“Well behaved women seldom make history.” – Laurel Thatcher Ulrich
Over the last few years, boudoir photography has really caught its stride, quickly becoming one of the more respected and pursued genres of photography. But the popularity of boudoir didn’t pop up over night. In fact, it has a long history of classic tradition and unique style.
It was in the 1920s when boudoir art and photography really began to come into its own. During this decade, it was generally illegal to have nudity in photographs, but regardless, photographers like Albert Arthur Allen, a French artist, continued to create masterpieces. He focused mostly on women, especially larger women, who posed in romantic ways against ornate backdrops.
Fast-forward to the 1940s, and suddenly the boudoir focus was on pin-up girls. These decadent women were delightfully curvy, as popular standards deemed a lack of shape typically undesirable. It was a culture quite different from our more modern, and ridiculous, ideas of beauty. These pin-up girls wore stockings, corsets, men’s ties and hats and were among the first to use various props in their unique “portraits.”

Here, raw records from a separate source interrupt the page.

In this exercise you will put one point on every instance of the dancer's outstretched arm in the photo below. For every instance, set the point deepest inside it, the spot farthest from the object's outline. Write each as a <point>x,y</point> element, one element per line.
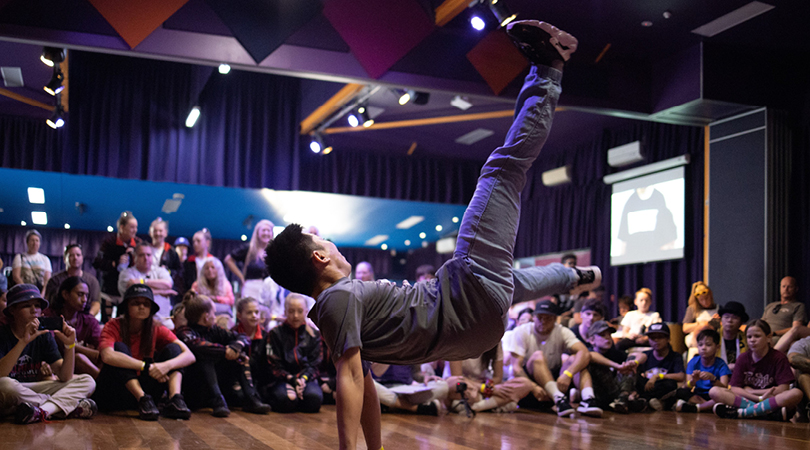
<point>349,396</point>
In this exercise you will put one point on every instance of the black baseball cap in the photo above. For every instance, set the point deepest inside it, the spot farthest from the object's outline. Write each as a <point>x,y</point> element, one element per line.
<point>658,328</point>
<point>547,307</point>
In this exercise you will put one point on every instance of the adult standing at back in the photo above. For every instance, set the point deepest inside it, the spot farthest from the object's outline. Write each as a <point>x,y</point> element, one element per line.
<point>114,256</point>
<point>163,255</point>
<point>786,313</point>
<point>201,241</point>
<point>31,267</point>
<point>251,256</point>
<point>74,259</point>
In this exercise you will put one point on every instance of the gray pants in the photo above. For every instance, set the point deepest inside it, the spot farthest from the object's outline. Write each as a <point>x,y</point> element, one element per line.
<point>486,239</point>
<point>65,395</point>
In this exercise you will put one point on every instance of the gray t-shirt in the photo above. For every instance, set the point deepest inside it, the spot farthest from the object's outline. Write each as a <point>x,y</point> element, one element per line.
<point>450,317</point>
<point>785,314</point>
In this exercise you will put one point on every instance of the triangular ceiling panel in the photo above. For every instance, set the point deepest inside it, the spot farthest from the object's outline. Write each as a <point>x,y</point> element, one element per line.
<point>134,21</point>
<point>262,26</point>
<point>379,33</point>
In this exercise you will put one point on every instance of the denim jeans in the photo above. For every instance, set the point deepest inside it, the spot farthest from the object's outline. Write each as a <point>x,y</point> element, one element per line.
<point>486,239</point>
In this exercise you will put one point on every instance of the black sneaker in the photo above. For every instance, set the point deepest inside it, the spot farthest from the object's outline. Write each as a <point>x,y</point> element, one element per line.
<point>147,410</point>
<point>563,407</point>
<point>724,411</point>
<point>587,407</point>
<point>542,43</point>
<point>176,408</point>
<point>86,409</point>
<point>27,413</point>
<point>254,406</point>
<point>590,277</point>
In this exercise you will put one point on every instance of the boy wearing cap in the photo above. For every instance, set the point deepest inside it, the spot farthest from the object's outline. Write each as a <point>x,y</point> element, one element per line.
<point>663,369</point>
<point>142,359</point>
<point>537,350</point>
<point>732,342</point>
<point>24,348</point>
<point>613,371</point>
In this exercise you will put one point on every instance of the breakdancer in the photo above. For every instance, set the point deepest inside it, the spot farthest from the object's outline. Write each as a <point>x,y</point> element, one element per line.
<point>463,311</point>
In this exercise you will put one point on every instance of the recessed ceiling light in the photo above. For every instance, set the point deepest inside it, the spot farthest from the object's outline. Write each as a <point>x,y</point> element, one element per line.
<point>39,217</point>
<point>36,196</point>
<point>409,222</point>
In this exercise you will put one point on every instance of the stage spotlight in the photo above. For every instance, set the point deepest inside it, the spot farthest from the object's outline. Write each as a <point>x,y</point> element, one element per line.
<point>501,12</point>
<point>318,145</point>
<point>405,95</point>
<point>478,23</point>
<point>56,120</point>
<point>55,85</point>
<point>52,56</point>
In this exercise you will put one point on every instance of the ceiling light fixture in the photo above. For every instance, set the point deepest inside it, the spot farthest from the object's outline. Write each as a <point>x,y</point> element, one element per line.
<point>193,115</point>
<point>52,56</point>
<point>55,86</point>
<point>56,120</point>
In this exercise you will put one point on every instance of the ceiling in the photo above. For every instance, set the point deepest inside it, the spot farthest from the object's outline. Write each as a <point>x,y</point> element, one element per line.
<point>622,71</point>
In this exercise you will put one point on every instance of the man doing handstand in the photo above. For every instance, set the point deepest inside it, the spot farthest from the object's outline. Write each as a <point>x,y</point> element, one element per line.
<point>463,311</point>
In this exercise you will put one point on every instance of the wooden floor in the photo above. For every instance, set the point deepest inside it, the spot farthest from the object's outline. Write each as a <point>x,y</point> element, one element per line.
<point>521,430</point>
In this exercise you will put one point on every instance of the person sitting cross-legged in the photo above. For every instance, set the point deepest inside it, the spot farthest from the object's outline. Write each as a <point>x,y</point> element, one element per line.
<point>221,362</point>
<point>142,360</point>
<point>29,359</point>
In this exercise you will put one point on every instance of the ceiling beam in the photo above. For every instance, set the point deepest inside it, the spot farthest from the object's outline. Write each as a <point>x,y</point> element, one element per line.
<point>323,112</point>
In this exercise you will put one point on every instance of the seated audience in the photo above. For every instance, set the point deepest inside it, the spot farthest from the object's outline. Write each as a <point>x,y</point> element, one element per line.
<point>74,258</point>
<point>156,277</point>
<point>31,267</point>
<point>163,255</point>
<point>786,313</point>
<point>613,371</point>
<point>114,256</point>
<point>386,377</point>
<point>288,364</point>
<point>71,303</point>
<point>635,323</point>
<point>592,311</point>
<point>760,383</point>
<point>251,257</point>
<point>26,390</point>
<point>537,350</point>
<point>660,371</point>
<point>212,282</point>
<point>703,372</point>
<point>142,360</point>
<point>732,316</point>
<point>221,361</point>
<point>799,358</point>
<point>701,314</point>
<point>201,242</point>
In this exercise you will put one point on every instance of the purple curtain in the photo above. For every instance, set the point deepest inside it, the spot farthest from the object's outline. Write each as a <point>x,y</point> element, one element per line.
<point>577,215</point>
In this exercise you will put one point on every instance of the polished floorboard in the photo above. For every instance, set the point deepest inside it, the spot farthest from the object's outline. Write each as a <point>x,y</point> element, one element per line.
<point>520,430</point>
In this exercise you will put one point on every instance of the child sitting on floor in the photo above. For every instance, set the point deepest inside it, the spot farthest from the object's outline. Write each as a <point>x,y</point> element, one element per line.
<point>760,383</point>
<point>703,372</point>
<point>662,370</point>
<point>220,359</point>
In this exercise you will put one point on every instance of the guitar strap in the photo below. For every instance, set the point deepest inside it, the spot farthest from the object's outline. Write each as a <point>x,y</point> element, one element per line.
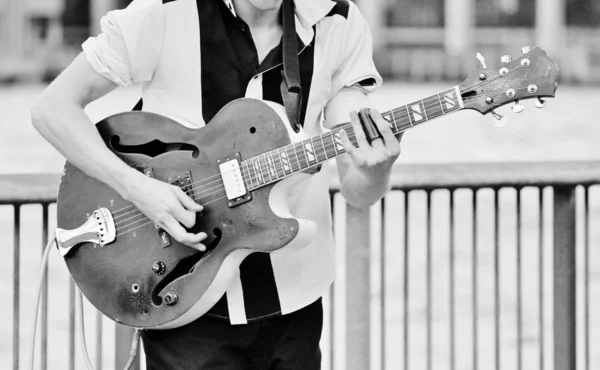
<point>291,91</point>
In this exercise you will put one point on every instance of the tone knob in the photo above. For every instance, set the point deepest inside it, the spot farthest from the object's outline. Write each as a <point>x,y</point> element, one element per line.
<point>159,267</point>
<point>170,299</point>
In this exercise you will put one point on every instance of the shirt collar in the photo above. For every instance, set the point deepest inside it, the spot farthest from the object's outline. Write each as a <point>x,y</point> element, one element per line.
<point>308,13</point>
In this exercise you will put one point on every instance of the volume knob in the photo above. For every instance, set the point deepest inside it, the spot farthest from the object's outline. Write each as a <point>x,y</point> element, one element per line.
<point>159,267</point>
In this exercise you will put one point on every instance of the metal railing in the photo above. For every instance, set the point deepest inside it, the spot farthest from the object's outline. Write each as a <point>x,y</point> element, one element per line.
<point>422,278</point>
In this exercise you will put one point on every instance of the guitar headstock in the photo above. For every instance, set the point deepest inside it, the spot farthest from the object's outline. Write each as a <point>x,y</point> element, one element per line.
<point>531,76</point>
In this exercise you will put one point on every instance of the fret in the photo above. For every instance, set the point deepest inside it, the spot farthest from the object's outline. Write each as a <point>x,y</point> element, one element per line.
<point>302,160</point>
<point>270,163</point>
<point>441,105</point>
<point>281,162</point>
<point>424,109</point>
<point>433,111</point>
<point>292,154</point>
<point>337,142</point>
<point>321,157</point>
<point>450,101</point>
<point>278,156</point>
<point>309,151</point>
<point>259,178</point>
<point>246,174</point>
<point>324,147</point>
<point>330,145</point>
<point>416,113</point>
<point>285,160</point>
<point>408,113</point>
<point>263,167</point>
<point>391,117</point>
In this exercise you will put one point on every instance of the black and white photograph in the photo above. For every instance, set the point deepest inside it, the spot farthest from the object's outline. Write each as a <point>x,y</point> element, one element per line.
<point>299,184</point>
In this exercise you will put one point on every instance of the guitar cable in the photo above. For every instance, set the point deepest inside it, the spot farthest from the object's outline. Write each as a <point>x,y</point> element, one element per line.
<point>135,340</point>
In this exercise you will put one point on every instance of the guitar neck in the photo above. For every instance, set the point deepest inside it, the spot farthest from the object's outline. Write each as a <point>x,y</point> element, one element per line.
<point>285,161</point>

The next large change in the evolution of boudoir took place in the 1970s, about the time when photography began to carve a place for itself in the professional “art world.” Many magazines began to feature photographs of real women as opposed to mere drawings, and as the vision of the female form became more prolific, boudoir photography became significantly more acceptable.
Boudoir art and photography is often misunderstood, and this could be considered a result of the total change in style during the 1970s. Women without their bras or even without any panties began appearing in photographs and artwork, and despite it being for artistic purposes only, many people simply could not shake off the idea that this was just glorified pornography. Sometimes cultural taboos are hard to break.

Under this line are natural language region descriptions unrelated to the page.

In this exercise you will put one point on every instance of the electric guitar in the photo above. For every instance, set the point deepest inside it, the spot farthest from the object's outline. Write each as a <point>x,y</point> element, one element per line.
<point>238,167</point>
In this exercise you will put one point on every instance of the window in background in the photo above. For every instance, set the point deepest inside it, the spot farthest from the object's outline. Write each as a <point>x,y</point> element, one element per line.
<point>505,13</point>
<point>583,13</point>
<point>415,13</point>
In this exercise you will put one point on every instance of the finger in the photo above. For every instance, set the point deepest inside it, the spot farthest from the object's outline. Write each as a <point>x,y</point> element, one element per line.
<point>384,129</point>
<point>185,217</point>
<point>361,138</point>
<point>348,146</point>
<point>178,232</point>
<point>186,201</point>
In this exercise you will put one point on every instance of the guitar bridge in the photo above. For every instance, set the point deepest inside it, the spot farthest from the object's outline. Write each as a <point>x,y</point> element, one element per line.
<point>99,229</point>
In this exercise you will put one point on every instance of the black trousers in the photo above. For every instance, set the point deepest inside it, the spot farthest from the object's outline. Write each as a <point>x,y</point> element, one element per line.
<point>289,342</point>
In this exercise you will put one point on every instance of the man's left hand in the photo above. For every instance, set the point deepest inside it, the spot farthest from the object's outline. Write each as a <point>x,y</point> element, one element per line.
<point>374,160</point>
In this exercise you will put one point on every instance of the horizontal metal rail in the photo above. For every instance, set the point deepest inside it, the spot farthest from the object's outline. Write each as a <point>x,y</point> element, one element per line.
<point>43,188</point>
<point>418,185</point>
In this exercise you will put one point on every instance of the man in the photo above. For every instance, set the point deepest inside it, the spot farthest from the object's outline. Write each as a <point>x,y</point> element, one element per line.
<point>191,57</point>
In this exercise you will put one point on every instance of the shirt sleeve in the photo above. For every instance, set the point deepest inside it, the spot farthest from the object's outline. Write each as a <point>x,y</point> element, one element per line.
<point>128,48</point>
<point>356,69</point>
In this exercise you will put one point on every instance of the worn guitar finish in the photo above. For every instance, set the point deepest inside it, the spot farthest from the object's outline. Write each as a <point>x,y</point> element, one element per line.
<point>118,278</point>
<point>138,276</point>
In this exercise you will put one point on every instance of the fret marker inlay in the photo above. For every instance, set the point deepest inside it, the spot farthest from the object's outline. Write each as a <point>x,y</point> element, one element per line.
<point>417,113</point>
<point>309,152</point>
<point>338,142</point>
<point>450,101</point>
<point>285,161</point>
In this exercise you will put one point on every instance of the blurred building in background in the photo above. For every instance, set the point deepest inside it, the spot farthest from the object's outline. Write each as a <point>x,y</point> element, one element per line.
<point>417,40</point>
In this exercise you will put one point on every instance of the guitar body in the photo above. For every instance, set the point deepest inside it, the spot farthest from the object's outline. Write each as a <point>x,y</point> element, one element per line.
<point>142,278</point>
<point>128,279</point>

Over the last three decades, this opinion has gradually changed, and Boudoir photography is not only completely accepted, but highly encouraged and celebrated in many circles. People not only enjoy this kind of photography as art work for their homes and other properties, but women often look for photographers who can help them recreate classic boudoir photographs, or just come up with something new that features them as the stars of their own show.
Boudoir photography has ultimately, in recent years, established itself as an successful add-on for wedding photographers. This sexy new trend has become a popular gift from the bride to the groom, and so, the pictures are taken before the date of the wedding by a professional, and then edited and bound in a book to be given to the groom. But it’s not just weddings! The fashion world has picked up on the trend. Vintage clothes and even vintage-style lingerie are prominently featured on the catwalks.
Boudoir style doesn’t look like it’s going to go away any time soon, and that could be a fantastic thing! In a world that often shows only the thinnest and “most perfect” (cue eye roll) on TV, in movies and in magazines, boudoir photography stands out for its celebration of real women’s bodies. It represents real women at their most vulnerable and their most confident, which is incredibly empowering.
Women all over the world can start believing in themselves, as well as feeling great by wearing their favorite lingerie and having their photographs taken. This is really a great way to boost self-esteem, have a bit of fun and treat your other half. The whole purpose of boudoir art and photography is that women should love their bodies, and that feeling sexy shouldn’t just be about pleasing somebody else — it should be about pleasing yourself, and realizing just how valuable you are.
For these reasons, I would argue that boudoir photography is not only relevant in modern society, but it’s absolutely essential! It’s a very real outlet where women can learn to feel great about themselves and become proud of their beautiful bodies. Boudoir gives women of all shapes and sizes the chance to strut their stuff.